The bags are too numerous and appeared to suddenly for this to be an accumulation of careless cast-offs. And as I walk the edge of the yard, plucking up these flimsy stink bombs, I can only wonder who in the neighborhood we pissed off. What did we do to invite this smelly attack?

And does it have anything to do with the belligerent photographer?

Sunday, May 20, 2007

I Married a Stripper


Yesterday, Jim and I got a couple doors from Santa Fe Wrecking, the same place where we bought our bathtub. These are a couple of vintage models to replace a couple of super-thin '50s eyesores in the house. I was planning to send them out to a stripping place to bring them down to bare wood, but Jim has taken it upon himself to do the job. Our plan is to stain all the doors, door frames and baseboards a dark walnut color.

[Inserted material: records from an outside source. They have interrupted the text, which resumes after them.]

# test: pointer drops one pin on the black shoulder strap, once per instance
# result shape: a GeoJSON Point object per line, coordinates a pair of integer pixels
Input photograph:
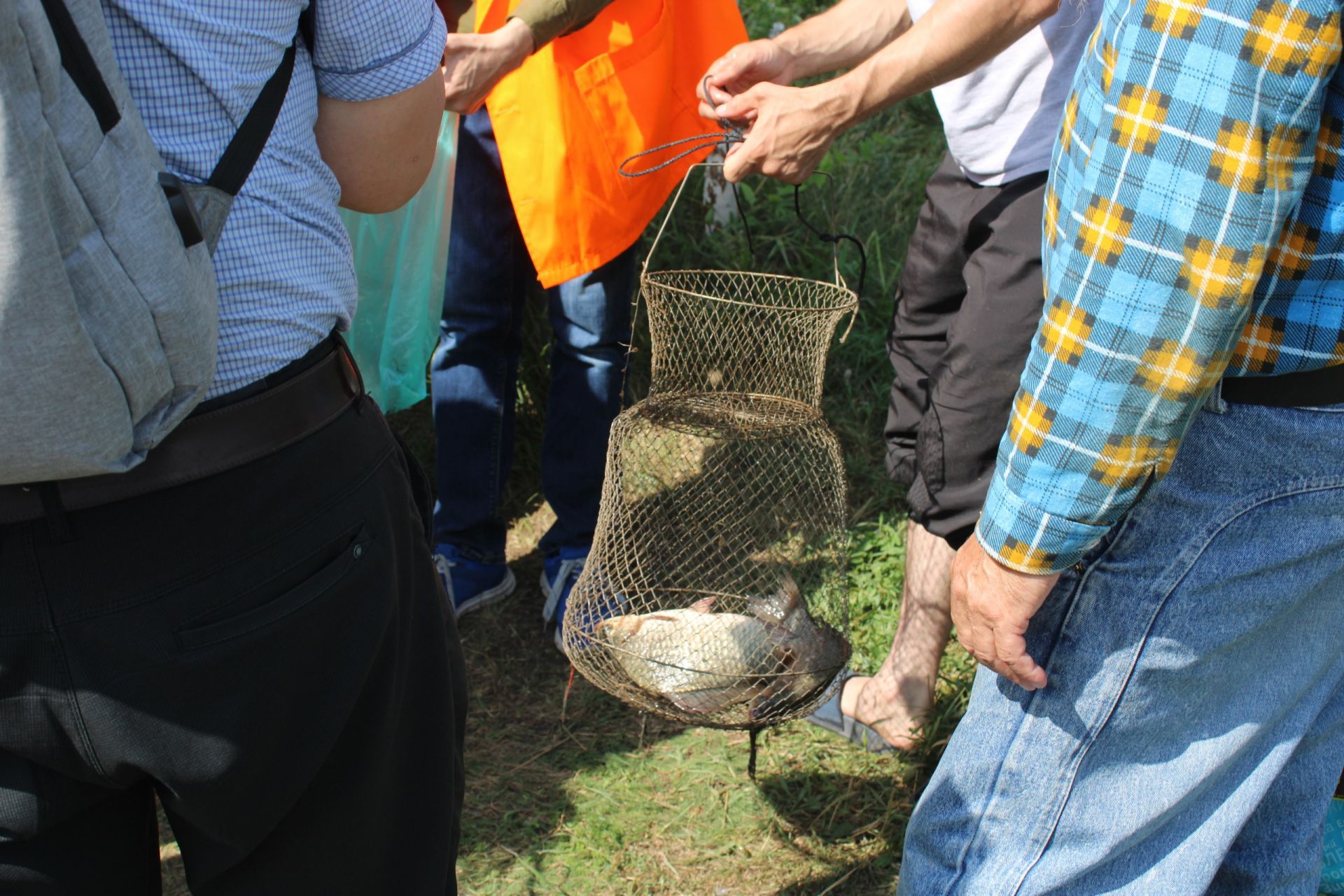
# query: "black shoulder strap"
{"type": "Point", "coordinates": [245, 148]}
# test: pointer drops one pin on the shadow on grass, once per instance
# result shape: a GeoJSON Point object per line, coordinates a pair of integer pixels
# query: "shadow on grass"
{"type": "Point", "coordinates": [531, 726]}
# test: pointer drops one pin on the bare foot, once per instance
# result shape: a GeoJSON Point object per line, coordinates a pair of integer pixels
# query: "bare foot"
{"type": "Point", "coordinates": [894, 708]}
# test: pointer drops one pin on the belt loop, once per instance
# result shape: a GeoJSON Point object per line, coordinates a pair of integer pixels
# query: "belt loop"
{"type": "Point", "coordinates": [58, 523]}
{"type": "Point", "coordinates": [350, 370]}
{"type": "Point", "coordinates": [1215, 403]}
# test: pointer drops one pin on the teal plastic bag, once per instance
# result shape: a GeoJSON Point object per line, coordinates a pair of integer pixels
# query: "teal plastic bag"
{"type": "Point", "coordinates": [401, 261]}
{"type": "Point", "coordinates": [1332, 862]}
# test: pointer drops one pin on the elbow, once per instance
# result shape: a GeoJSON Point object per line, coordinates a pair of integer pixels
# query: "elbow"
{"type": "Point", "coordinates": [388, 190]}
{"type": "Point", "coordinates": [1041, 10]}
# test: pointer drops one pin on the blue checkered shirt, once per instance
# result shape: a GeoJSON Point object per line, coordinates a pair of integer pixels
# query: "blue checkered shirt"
{"type": "Point", "coordinates": [1194, 227]}
{"type": "Point", "coordinates": [283, 265]}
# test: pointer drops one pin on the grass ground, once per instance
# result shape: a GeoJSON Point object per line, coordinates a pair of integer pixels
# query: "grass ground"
{"type": "Point", "coordinates": [573, 793]}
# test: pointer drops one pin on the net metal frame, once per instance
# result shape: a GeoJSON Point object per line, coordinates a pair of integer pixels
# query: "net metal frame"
{"type": "Point", "coordinates": [723, 488]}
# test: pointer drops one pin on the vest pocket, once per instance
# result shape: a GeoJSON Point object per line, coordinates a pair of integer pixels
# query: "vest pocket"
{"type": "Point", "coordinates": [628, 92]}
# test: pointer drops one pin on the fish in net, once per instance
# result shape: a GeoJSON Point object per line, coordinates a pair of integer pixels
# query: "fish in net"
{"type": "Point", "coordinates": [715, 592]}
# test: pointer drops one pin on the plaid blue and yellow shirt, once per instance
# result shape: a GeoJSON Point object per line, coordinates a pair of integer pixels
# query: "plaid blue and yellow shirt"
{"type": "Point", "coordinates": [1194, 229]}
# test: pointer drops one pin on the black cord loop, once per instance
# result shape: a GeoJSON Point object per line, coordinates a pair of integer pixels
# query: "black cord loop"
{"type": "Point", "coordinates": [733, 134]}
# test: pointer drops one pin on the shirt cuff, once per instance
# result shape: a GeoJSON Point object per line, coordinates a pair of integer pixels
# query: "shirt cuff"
{"type": "Point", "coordinates": [1027, 539]}
{"type": "Point", "coordinates": [391, 74]}
{"type": "Point", "coordinates": [546, 19]}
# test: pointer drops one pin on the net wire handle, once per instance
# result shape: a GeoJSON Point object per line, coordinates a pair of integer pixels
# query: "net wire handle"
{"type": "Point", "coordinates": [835, 246]}
{"type": "Point", "coordinates": [676, 199]}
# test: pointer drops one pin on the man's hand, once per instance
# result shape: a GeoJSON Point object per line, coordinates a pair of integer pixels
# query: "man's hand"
{"type": "Point", "coordinates": [991, 608]}
{"type": "Point", "coordinates": [473, 64]}
{"type": "Point", "coordinates": [790, 130]}
{"type": "Point", "coordinates": [743, 67]}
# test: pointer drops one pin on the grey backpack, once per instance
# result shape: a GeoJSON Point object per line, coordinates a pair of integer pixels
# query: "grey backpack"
{"type": "Point", "coordinates": [108, 308]}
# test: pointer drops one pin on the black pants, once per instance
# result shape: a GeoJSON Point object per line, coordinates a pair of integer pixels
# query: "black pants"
{"type": "Point", "coordinates": [269, 650]}
{"type": "Point", "coordinates": [967, 308]}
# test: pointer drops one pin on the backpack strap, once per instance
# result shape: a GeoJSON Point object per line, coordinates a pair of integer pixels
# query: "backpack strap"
{"type": "Point", "coordinates": [246, 147]}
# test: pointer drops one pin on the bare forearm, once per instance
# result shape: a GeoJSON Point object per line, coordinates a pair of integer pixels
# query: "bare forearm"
{"type": "Point", "coordinates": [952, 39]}
{"type": "Point", "coordinates": [843, 35]}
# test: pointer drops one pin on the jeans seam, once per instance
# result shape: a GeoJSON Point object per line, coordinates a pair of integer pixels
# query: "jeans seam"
{"type": "Point", "coordinates": [1212, 532]}
{"type": "Point", "coordinates": [993, 786]}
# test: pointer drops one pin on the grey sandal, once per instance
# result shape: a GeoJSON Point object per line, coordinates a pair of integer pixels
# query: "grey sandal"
{"type": "Point", "coordinates": [830, 716]}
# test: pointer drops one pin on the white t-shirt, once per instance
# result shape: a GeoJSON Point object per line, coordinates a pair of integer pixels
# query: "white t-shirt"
{"type": "Point", "coordinates": [1002, 120]}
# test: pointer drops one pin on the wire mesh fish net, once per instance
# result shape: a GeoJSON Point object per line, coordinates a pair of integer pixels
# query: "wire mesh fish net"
{"type": "Point", "coordinates": [715, 590]}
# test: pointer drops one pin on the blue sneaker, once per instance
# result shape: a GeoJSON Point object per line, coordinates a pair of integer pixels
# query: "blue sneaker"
{"type": "Point", "coordinates": [559, 573]}
{"type": "Point", "coordinates": [558, 578]}
{"type": "Point", "coordinates": [472, 584]}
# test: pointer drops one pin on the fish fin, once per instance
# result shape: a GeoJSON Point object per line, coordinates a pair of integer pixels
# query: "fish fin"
{"type": "Point", "coordinates": [778, 633]}
{"type": "Point", "coordinates": [771, 699]}
{"type": "Point", "coordinates": [705, 701]}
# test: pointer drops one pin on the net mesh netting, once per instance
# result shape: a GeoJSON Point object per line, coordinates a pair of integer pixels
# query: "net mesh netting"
{"type": "Point", "coordinates": [715, 590]}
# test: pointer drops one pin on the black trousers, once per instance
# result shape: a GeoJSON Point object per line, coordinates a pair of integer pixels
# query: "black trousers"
{"type": "Point", "coordinates": [968, 304]}
{"type": "Point", "coordinates": [269, 650]}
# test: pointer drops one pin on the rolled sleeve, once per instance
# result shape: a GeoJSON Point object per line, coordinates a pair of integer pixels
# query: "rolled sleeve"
{"type": "Point", "coordinates": [372, 50]}
{"type": "Point", "coordinates": [550, 19]}
{"type": "Point", "coordinates": [1028, 539]}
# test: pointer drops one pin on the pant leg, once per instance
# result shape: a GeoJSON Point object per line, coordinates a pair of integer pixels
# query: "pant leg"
{"type": "Point", "coordinates": [106, 843]}
{"type": "Point", "coordinates": [473, 372]}
{"type": "Point", "coordinates": [974, 383]}
{"type": "Point", "coordinates": [1194, 699]}
{"type": "Point", "coordinates": [272, 647]}
{"type": "Point", "coordinates": [590, 317]}
{"type": "Point", "coordinates": [1278, 850]}
{"type": "Point", "coordinates": [927, 298]}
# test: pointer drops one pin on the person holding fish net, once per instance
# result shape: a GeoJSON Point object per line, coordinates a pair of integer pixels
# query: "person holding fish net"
{"type": "Point", "coordinates": [969, 296]}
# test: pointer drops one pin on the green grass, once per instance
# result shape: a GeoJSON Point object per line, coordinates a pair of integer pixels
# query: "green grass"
{"type": "Point", "coordinates": [569, 790]}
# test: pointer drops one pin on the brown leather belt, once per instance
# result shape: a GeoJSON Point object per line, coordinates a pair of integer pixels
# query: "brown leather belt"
{"type": "Point", "coordinates": [209, 442]}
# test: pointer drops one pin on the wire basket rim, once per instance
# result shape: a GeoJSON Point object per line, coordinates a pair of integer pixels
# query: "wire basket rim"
{"type": "Point", "coordinates": [843, 290]}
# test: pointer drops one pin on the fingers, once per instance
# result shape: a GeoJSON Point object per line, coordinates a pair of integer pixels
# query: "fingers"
{"type": "Point", "coordinates": [717, 97]}
{"type": "Point", "coordinates": [1012, 662]}
{"type": "Point", "coordinates": [739, 162]}
{"type": "Point", "coordinates": [741, 108]}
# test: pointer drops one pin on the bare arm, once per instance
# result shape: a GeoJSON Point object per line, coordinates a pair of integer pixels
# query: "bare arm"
{"type": "Point", "coordinates": [952, 39]}
{"type": "Point", "coordinates": [843, 36]}
{"type": "Point", "coordinates": [792, 128]}
{"type": "Point", "coordinates": [381, 149]}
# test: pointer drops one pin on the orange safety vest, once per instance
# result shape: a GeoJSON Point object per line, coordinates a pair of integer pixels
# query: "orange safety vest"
{"type": "Point", "coordinates": [569, 115]}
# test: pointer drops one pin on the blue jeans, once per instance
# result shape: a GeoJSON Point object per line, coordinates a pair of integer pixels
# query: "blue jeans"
{"type": "Point", "coordinates": [1193, 731]}
{"type": "Point", "coordinates": [473, 374]}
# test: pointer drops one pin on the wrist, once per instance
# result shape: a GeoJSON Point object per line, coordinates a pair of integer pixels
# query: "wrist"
{"type": "Point", "coordinates": [515, 41]}
{"type": "Point", "coordinates": [840, 104]}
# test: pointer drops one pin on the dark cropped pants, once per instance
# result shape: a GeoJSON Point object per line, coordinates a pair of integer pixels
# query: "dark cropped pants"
{"type": "Point", "coordinates": [967, 308]}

I regret to say that -- even though we filled up a humongous dumpster with all the garbage in the house and had at one time cleared the entire yard -- the picture below is what our yard looks like today. It's been a dumping ground for too many contractors. You can see Jim at work through the tree on the left.

Saturday, May 19, 2007

A Renovation High


I got the floors of my dreams by sheer luck.
The front part of the The Jewel of Hollywood is built on a concrete slab. The minute I found this out, I started dreaming of polished concrete floors. Lofty, industrial, distressed concrete floors.
And voila. That's what I got. We pulled back the tiles (NOT asbestos, as previously thought) and undereath found a thick layer of black adhesive. So for a while the floors were black, which wasn't terrible, but I wanted concrete! We called on a flooring "expert" who couldn't get the black out. But then our painter, Julio, said he knew how to do the job. It takes serious chemicals to cut through 50 year old adhesive. When the workers showed up to do it, they said, "We're going to get HIGH today!"
Maybe I should have stuck around.

Wednesday, May 9, 2007

One Room Down, Eight to Go

The upstairs bathroom is officially finished. (Well ... basically.) Here is what we did:

We bought the claw-foot tub from the Santa Fe Wrecking Company for $175 and paid to have it re-glazed. The tub we chose was a rusted P.O.S., but they put a gorgeous new finish on it, which I have already damaged by dropping the very heavy drain stopper on its rim. (Ah well, it's only money, right?) Hardware on the tub we ordered over the Internet. It's all Sign of the Crab. (Could that name be more fabulous?) Pedestal sink from Home Depot. Kohler -- nothing special. Tiles from Mission Tile. Hex tiles on the floor, subway tiles for wainscoting, and 4-inch square tiles surrounding the tub from the wainscoting to the ceiling.
The piece de resistance is the toilet. A Toto model which Jim claims is uncloggable. He researched it to the hilt, so he should know.

What you can't see in these photographs is the big mistake. The big mistake is that the plumbers put the tub in without centering it under the window. It kind of makes me long for a tub like the one Brooke has been hauling from house to house. It's a rare 6-foot model, where ours is the standard 5-footer. A 6-foot tub would have really made this bathroom sing.
But as it is, I can't complain. An oval mirror, a couple covers for the outlets, and we'll call this room DONE.

Tuesday, May 1, 2007

America's Ugliest Door


Sure this door is ugly. But is it the ugliest door in America? I sure hope so! I entered our door in a contest called just that, the Ugliest Door in America contest, sponsored by Therma-Tru doors. The grand prize is ... you guessed it. A brand new door.

Today is the last day to enter, but they're accepting submissions through 11:59 p.m. (because midnight would, I guess, technicallly be tomorrow, generating untold confusion.)